This violent, emotional film is a fitting send-off for Wolverine


Hugh Jackman in a still from ‘Logan’.
Hugh Jackman in a still from ‘Logan’.

A fitting requiem to the most recognisable X-Man, James Mangold’s Logan gives the towering Hugh Jackman a vast canvas for his swansong. In the film, Logan, better known as the hirsute, iron-clawed Wolverine, is much weakened and weathered but no less violent. This curtain call spares no punches, but it does so with an emotional undercurrent.

The year is 2029. Mutants have been all but eradicated or banished from North America. A few manage to hide out, adopting new identities and learning how to manage their powers. Logan is now a limo driver with a persistent cough, spectacles and a drinking problem. He is saving up for a life of exile on a boat while also caring for a much-depleted Charles Xavier (Patrick Stewart) with the help of albino Caliban (Stephen Merchant).

But Logan’s plans take a turn with the arrival of a next-generation mutant. With the introduction of Laura (Dafne Keen)—a female mini-Wolverine—the film becomes even more visceral than it already was. Laura remains mute for the most part, but when she’s enraged she screeches like a banshee and turns into a killing machine with metallic claws. Logan may have a pre-teen leading lady, but this is no film for kids.

Logan and Laura’s fates get intertwined when she convinces him to take her to a safe haven (which she’s read about in a comic book) for new age mutants. In a meta moment, Logan tells her that she shouldn’t believe all she reads. As they try to make the deadline for a meeting in North Dakota, they are hotly pursued by a private agency trying to capture the girl. The styling of Boyd Holbrook (as Donald) and Richard E Grant (as the scientist Dr. Rice) and some crazy desert chases have echoes of a dusty western much like Mad Max.

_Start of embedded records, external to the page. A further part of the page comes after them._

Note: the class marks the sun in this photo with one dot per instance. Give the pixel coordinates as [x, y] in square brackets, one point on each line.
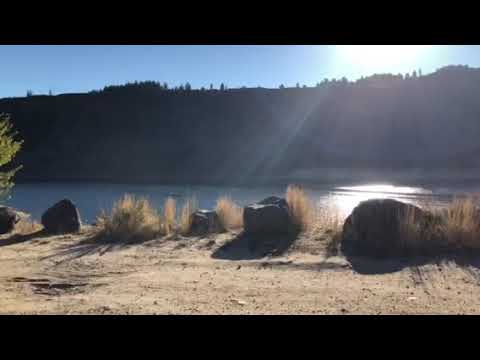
[381, 57]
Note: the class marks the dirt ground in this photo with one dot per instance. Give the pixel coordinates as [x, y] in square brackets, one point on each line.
[222, 274]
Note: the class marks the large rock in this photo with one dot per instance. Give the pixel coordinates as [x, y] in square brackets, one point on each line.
[62, 218]
[8, 218]
[204, 222]
[385, 228]
[267, 216]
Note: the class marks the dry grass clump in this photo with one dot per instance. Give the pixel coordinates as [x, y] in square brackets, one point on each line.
[131, 219]
[462, 223]
[229, 213]
[301, 208]
[185, 221]
[328, 223]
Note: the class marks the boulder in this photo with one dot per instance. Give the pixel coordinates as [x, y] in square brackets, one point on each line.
[8, 218]
[62, 218]
[204, 222]
[378, 228]
[267, 216]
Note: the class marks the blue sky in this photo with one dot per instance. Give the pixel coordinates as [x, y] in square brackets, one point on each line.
[63, 68]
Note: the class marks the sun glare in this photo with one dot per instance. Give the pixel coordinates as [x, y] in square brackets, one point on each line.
[382, 57]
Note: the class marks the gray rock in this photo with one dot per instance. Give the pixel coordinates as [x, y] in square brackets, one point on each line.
[267, 216]
[376, 228]
[204, 222]
[62, 218]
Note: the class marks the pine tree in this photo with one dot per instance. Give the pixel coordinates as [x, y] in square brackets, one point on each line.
[8, 148]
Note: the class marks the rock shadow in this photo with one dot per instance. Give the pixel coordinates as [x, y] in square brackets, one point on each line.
[247, 246]
[376, 266]
[21, 238]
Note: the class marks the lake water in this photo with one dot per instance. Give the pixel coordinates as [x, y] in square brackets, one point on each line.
[90, 198]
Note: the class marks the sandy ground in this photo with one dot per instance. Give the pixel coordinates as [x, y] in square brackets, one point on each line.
[64, 275]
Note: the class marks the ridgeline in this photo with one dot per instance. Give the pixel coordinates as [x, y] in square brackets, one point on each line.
[146, 132]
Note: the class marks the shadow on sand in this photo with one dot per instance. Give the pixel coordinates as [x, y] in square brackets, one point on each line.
[247, 246]
[94, 244]
[371, 266]
[19, 238]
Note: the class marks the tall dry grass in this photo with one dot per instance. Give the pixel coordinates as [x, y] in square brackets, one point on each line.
[169, 216]
[301, 208]
[229, 213]
[185, 220]
[462, 223]
[131, 219]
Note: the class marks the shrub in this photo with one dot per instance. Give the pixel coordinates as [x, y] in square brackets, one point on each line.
[189, 207]
[229, 213]
[131, 220]
[8, 148]
[462, 223]
[301, 208]
[169, 215]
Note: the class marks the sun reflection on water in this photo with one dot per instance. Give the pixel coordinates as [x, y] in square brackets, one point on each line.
[346, 198]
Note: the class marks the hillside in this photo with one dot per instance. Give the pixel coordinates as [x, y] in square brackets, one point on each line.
[146, 132]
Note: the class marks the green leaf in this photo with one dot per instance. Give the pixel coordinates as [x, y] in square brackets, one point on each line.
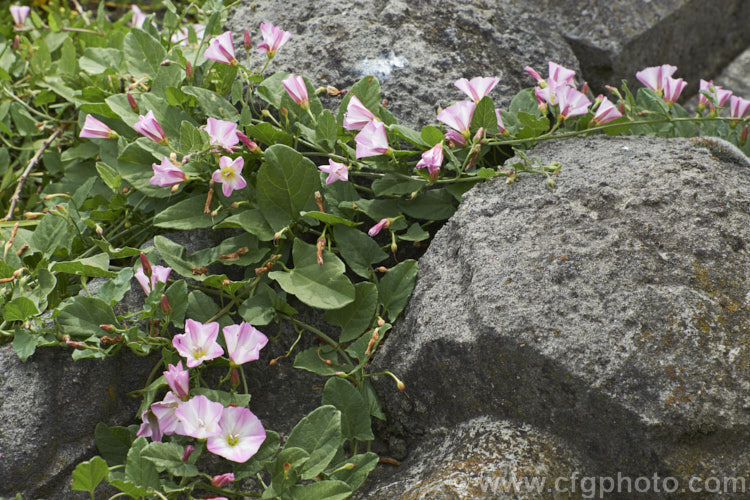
[187, 214]
[168, 457]
[355, 415]
[88, 475]
[358, 249]
[213, 104]
[96, 267]
[324, 287]
[321, 490]
[355, 318]
[19, 309]
[484, 116]
[143, 53]
[396, 286]
[319, 434]
[286, 184]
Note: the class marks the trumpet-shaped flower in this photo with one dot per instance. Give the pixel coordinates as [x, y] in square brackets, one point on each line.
[19, 14]
[178, 380]
[738, 107]
[432, 159]
[372, 140]
[605, 113]
[357, 115]
[336, 171]
[244, 342]
[655, 77]
[240, 435]
[228, 174]
[273, 39]
[166, 174]
[458, 116]
[94, 129]
[200, 417]
[572, 102]
[221, 49]
[478, 87]
[297, 90]
[148, 126]
[198, 343]
[223, 133]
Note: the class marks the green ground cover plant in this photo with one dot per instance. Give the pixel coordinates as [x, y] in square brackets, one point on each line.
[115, 132]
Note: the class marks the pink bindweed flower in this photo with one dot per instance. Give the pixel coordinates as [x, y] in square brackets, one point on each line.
[478, 87]
[672, 89]
[94, 129]
[19, 14]
[240, 435]
[458, 116]
[655, 77]
[719, 94]
[158, 273]
[164, 411]
[244, 342]
[738, 107]
[372, 140]
[273, 39]
[200, 417]
[167, 174]
[147, 126]
[198, 343]
[150, 426]
[357, 115]
[222, 480]
[297, 90]
[605, 113]
[221, 49]
[374, 230]
[223, 133]
[228, 174]
[178, 380]
[432, 159]
[336, 171]
[572, 102]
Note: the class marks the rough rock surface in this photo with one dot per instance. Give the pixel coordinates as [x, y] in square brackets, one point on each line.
[612, 312]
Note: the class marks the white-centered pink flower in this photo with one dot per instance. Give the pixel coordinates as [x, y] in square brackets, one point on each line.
[738, 107]
[372, 140]
[655, 77]
[432, 159]
[273, 39]
[673, 87]
[229, 174]
[240, 435]
[458, 116]
[297, 90]
[19, 13]
[95, 129]
[478, 87]
[244, 342]
[167, 173]
[178, 380]
[336, 171]
[164, 411]
[200, 417]
[223, 133]
[147, 126]
[357, 115]
[571, 102]
[605, 113]
[221, 49]
[198, 343]
[158, 273]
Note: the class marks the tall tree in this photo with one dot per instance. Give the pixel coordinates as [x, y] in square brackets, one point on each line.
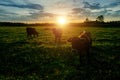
[100, 18]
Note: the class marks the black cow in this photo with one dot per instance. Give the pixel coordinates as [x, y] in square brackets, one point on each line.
[31, 32]
[58, 34]
[82, 44]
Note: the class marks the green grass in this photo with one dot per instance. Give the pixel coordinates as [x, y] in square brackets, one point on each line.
[42, 59]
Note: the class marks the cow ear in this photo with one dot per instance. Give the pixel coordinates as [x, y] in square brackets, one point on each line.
[69, 40]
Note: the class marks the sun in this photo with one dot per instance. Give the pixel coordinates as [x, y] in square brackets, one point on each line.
[62, 20]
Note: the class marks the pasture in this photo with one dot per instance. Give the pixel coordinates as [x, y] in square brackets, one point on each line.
[41, 59]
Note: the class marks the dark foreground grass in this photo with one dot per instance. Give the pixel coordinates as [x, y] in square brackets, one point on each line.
[42, 59]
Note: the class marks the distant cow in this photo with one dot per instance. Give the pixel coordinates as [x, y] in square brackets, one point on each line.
[31, 32]
[58, 34]
[82, 44]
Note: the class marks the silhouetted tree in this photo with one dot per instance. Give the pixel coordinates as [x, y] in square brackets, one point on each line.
[86, 20]
[100, 18]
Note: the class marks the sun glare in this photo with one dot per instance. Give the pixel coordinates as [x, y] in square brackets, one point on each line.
[62, 20]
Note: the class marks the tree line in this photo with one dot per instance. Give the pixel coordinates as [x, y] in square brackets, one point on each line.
[99, 22]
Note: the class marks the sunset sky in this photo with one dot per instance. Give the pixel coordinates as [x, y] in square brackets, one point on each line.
[49, 10]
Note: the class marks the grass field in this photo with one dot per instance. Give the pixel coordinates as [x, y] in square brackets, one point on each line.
[41, 59]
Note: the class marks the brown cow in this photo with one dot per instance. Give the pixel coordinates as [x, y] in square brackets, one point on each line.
[82, 44]
[58, 34]
[31, 32]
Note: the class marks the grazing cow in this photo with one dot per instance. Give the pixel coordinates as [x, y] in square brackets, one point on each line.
[31, 32]
[58, 34]
[82, 44]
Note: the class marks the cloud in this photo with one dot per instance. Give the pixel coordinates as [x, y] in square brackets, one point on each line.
[114, 4]
[92, 6]
[28, 5]
[42, 15]
[80, 11]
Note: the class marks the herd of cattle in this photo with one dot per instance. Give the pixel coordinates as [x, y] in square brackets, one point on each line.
[82, 43]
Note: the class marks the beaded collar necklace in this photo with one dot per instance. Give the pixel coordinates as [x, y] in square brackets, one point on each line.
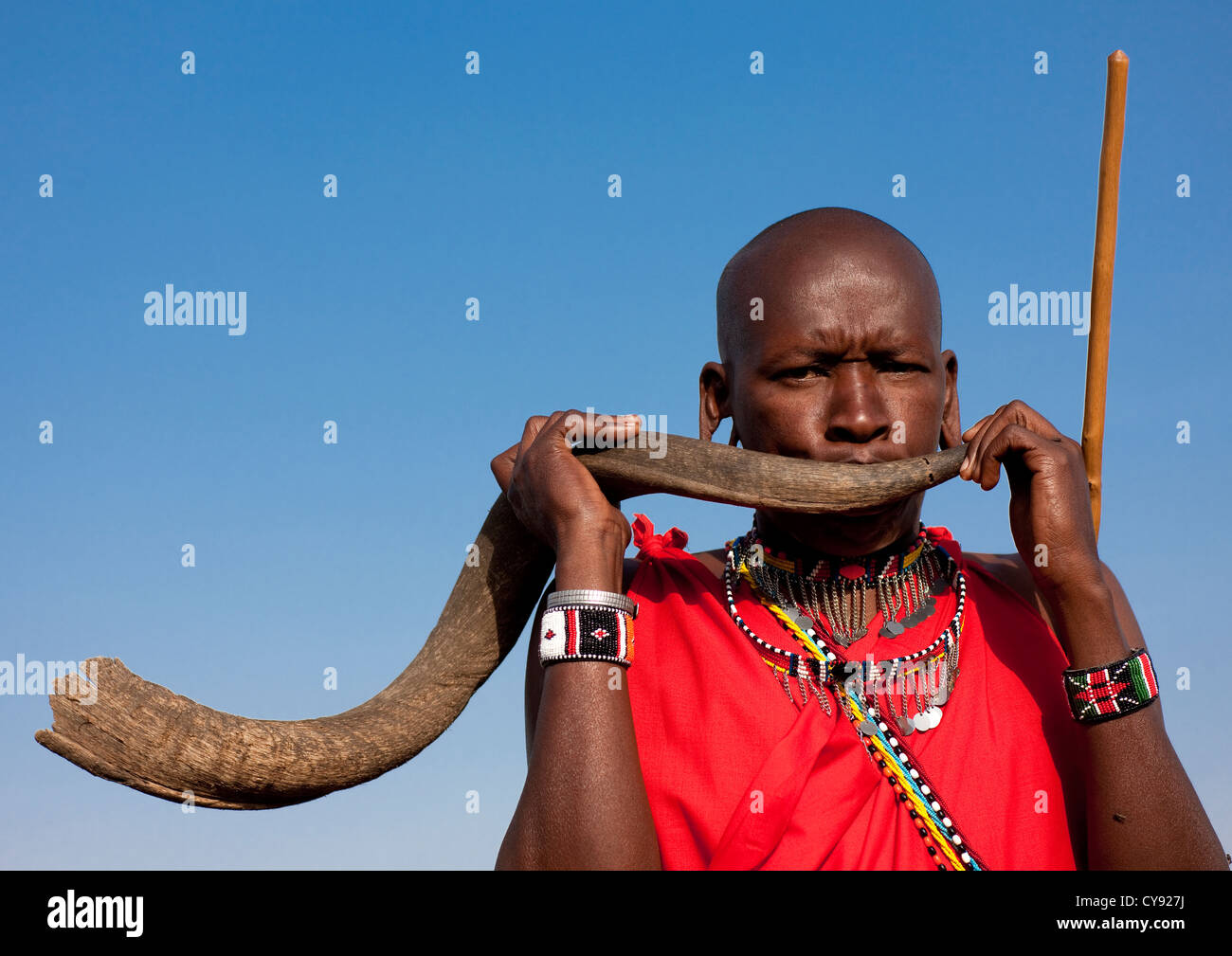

To Mangold’s credit, you don’t feel the running time of 140 minutes, and there’s something poignant about seeing an aging Logan losing his indestructibility and inching towards an inevitable end.

After playing Wolverine a staggering nine times, if Jackman is indeed done with the facial hairstyling, growling and slicing claws, he’s ensured you are left feeling the loss.